Baseball fans at Fenway Park wade through floodwater as storms force suspension of Mets-Red Sox game

The heaviest rainfall is expected in a region between the Adirondack and White Mountains, where forecast models show 1-3 inches falling through Saturday morning.

A cold front advancing through the Eastern Seaboard on Friday night created scenes that resembled movies as rainwater rushed down staircases at Boston's historic Fenway Park.

The match between the New York Mets and Boston Red Sox got underway just after 7 p.m. but during the fourth inning, umpires halted play due to an approaching storm.

Fans tried seeking shelter wherever they could but the torrential rainfall that was estimated to have fallen at rates of 1-2" per hour was too much for the 111-year-old stadium to handle.

Videos taken by spectators showed rainwater flowing down nearly every staircase that was exposed to the elements and concourses resembled lakes as fans tried to wait out the storms.

The National Weather Service in Boston issued a Flash Flood Warning for several counties in the metro region and warned that travel could be hazardous due to unknown water depths and nightfall.


Shortly after the alert, umpires suspended play until at least Saturday afternoon, when the field should be in much better shape.

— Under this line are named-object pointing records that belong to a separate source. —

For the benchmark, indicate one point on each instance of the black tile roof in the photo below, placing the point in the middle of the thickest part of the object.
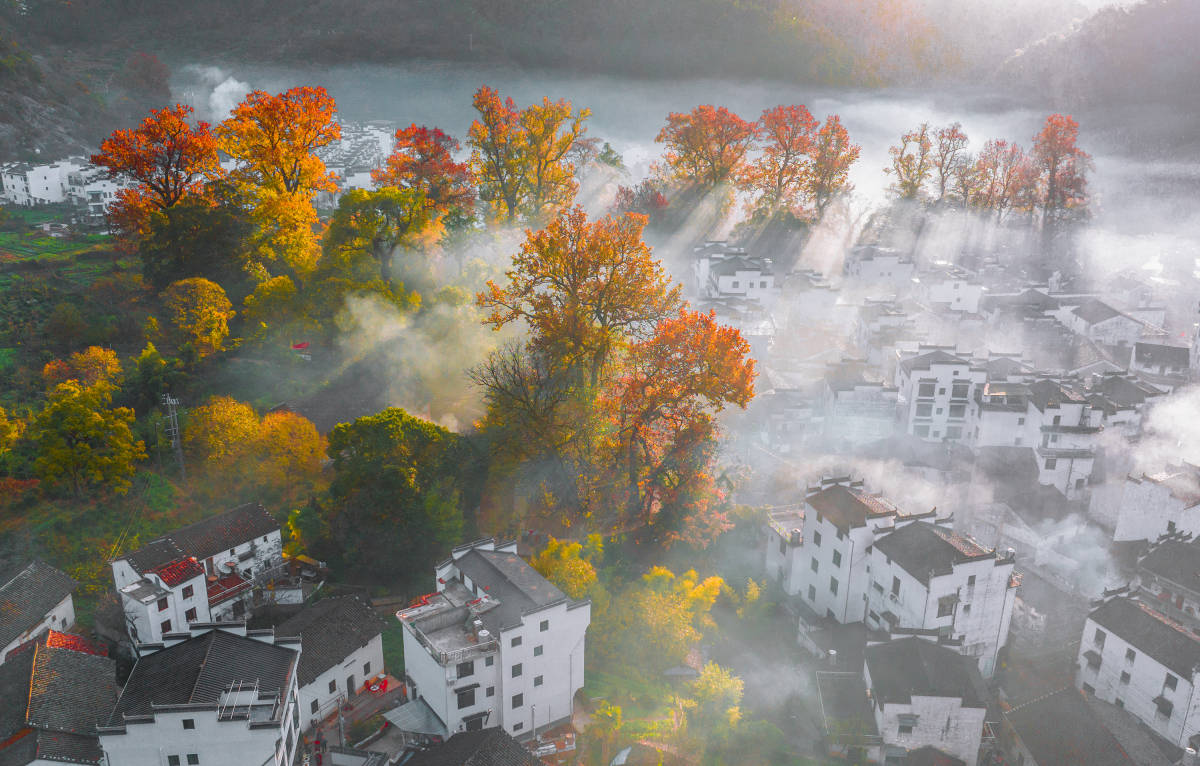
(1161, 354)
(1062, 729)
(199, 669)
(846, 507)
(508, 578)
(924, 550)
(487, 747)
(1151, 633)
(915, 666)
(205, 538)
(25, 599)
(1175, 561)
(57, 696)
(330, 629)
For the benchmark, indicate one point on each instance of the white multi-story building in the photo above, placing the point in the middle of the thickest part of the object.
(925, 695)
(1159, 503)
(341, 641)
(936, 393)
(496, 645)
(1146, 663)
(826, 564)
(217, 695)
(35, 600)
(201, 573)
(875, 265)
(931, 580)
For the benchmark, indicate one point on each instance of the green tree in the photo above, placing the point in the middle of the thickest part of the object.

The NWS office received dozens of reports throughout eastern Massachusetts of flooded roadways, basements and water rescues but as of Friday evening any were no reports of any injuries associated with the extreme weather.

Beantown not the community that faced a flood threat

Before the latest round of wet weather, Flood Watches were in place for many communities between the Adirondack and White Mountains, where forecast models showed the heaviest rainfall was expected to occur.

Much of the region's soil was already heavily saturated from a series of rounds of rain in July that caused historic flooding in parts of New York and Vermont.

Cities in the northern part of the Green Mountain reported water levels not seen since the the Great Flood of 1927.